Strategy Sells 3,588 BTC To Fund Preferred Dividends


Strategy sold 3,588 BTC for about $216 million between June 29 and July 5, using the proceeds to fund preferred-stock dividend payments across its digital credit securities.

The sale covered quarterly dividends on STRF, STRE, STRK and STRD, along with the full June monthly dividend on STRC. Strategy ended the period with 843,775 BTC in reserves and a $2.55 billion USD reserve.

The sale follows the company’s late-June capital framework, which allowed Bitcoin monetization for preferred-stock dividends, debt interest, cash-reserve funding and securities repurchases. JPMorgan analysts had already warned that Strategy’s new Bitcoin sales policy changed the market from a one-way accumulation story into a structure that can include selective BTC supply.

The 3,588 BTC sale is much larger than Strategy’s late-May disposal, when the company sold 32 BTC for about $2.5 million to fund preferred distributions.

No ATM Sales Or Buybacks During The Period

Strategy did not sell shares through its at-the-market programs and did not repurchase common or preferred stock during the June 29 to July 5 period.

That keeps the latest dividend funding cleanly tied to Bitcoin monetization rather than equity issuance. It also leaves the company’s $2.55 billion USD reserve unchanged from the level disclosed in its capital-management update.

Strategy’s preferred-stock complex has become the main pressure point in the company’s Bitcoin treasury model. STRC has traded below its $100 stated amount for much of the recent drawdown, while the company lifted its STRC regular dividend rate to 12% and moved the security toward semi-monthly payments.

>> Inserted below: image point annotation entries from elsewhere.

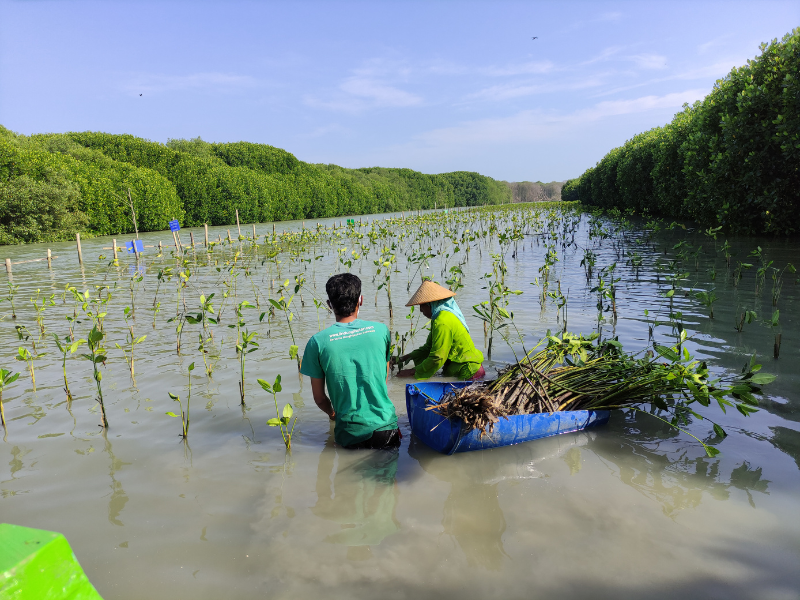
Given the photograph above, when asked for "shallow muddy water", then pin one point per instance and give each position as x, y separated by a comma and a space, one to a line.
627, 510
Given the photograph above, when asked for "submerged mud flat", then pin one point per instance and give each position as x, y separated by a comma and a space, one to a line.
625, 510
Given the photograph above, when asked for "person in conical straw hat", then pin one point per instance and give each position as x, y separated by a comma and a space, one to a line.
449, 346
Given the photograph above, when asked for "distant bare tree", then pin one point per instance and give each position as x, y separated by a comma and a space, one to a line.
535, 191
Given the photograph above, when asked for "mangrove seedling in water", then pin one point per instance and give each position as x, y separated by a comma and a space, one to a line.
184, 416
24, 355
6, 378
707, 299
245, 342
280, 421
748, 316
67, 346
283, 304
97, 355
132, 341
12, 289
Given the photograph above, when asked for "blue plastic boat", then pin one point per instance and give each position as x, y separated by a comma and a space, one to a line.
449, 436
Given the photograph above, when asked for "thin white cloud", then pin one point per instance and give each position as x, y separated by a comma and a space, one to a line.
211, 82
605, 55
528, 68
498, 93
536, 125
649, 61
379, 93
331, 129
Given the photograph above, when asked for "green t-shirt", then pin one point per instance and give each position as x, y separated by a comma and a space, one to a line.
448, 347
351, 358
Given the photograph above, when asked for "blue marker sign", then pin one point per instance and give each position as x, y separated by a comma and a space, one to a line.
139, 247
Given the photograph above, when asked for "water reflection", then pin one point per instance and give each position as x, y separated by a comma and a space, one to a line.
118, 499
788, 441
471, 512
357, 489
674, 475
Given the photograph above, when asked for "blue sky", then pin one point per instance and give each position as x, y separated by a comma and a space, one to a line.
435, 86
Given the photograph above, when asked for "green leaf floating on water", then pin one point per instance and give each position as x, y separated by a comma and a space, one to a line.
667, 353
762, 378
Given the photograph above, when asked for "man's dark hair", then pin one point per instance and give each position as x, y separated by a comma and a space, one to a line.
344, 290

The reserve framework was designed to support those obligations. Strategy previously listed the $2.55 billion reserve as roughly 17.4 months of coverage for expected preferred-stock dividends and interest expense, a figure that helped STRC rebound toward $88 after the company announced the dividend hike and buyback authorizations.

Bitcoin Treasury Model Enters A New Phase

The latest sale puts Strategy deeper into active balance-sheet management after years of being treated as Bitcoin’s most aggressive corporate accumulator.

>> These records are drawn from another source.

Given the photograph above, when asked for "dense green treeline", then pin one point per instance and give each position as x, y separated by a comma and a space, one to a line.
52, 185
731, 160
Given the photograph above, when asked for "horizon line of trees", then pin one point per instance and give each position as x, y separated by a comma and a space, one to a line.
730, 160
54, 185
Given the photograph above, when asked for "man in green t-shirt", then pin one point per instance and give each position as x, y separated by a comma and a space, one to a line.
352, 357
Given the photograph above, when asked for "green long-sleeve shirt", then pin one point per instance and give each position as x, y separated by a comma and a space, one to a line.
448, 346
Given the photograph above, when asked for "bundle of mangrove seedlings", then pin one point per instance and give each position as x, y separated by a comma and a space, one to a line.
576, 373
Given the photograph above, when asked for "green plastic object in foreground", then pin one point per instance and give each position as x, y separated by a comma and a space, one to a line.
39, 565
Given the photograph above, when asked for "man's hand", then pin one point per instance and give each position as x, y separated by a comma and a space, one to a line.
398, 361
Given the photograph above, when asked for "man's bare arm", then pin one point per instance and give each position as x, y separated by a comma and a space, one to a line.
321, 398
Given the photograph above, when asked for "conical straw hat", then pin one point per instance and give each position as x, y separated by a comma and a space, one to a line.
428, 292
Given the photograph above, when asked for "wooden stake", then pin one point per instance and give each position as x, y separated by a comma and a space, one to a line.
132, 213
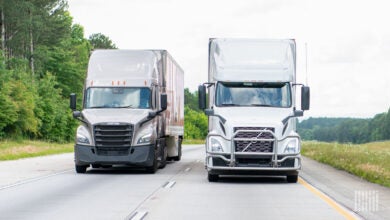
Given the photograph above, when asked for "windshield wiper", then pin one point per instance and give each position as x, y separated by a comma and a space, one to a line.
263, 105
128, 106
103, 106
229, 104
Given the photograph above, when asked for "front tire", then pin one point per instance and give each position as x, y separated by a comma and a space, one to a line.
80, 169
178, 157
212, 177
153, 168
164, 156
292, 178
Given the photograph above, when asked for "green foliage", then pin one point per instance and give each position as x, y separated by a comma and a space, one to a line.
195, 124
42, 60
370, 161
346, 130
101, 41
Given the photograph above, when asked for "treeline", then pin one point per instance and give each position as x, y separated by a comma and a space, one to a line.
346, 130
43, 58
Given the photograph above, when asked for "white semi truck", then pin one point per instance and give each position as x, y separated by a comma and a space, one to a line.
133, 110
252, 108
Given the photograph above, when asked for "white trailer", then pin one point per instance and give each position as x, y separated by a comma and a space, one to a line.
252, 108
133, 110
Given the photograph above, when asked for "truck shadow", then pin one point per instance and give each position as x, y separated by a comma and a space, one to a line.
252, 179
121, 169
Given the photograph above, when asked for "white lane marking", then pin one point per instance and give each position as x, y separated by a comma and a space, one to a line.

Michael Saylor had already reframed the company’s position around selling small amounts of BTC when needed while remaining a net accumulator over time. The larger test is whether the market accepts Bitcoin sales as routine liquidity management or treats each sale as pressure on the treasury model.

Strategy still holds one of the largest corporate Bitcoin positions in the market. Its 843,775 BTC reserve sits alongside $2.55 billion in USD reserves, while quarterly and semi-monthly preferred dividends continue to make cash-flow coverage a central part of the MSTR and STRC trade.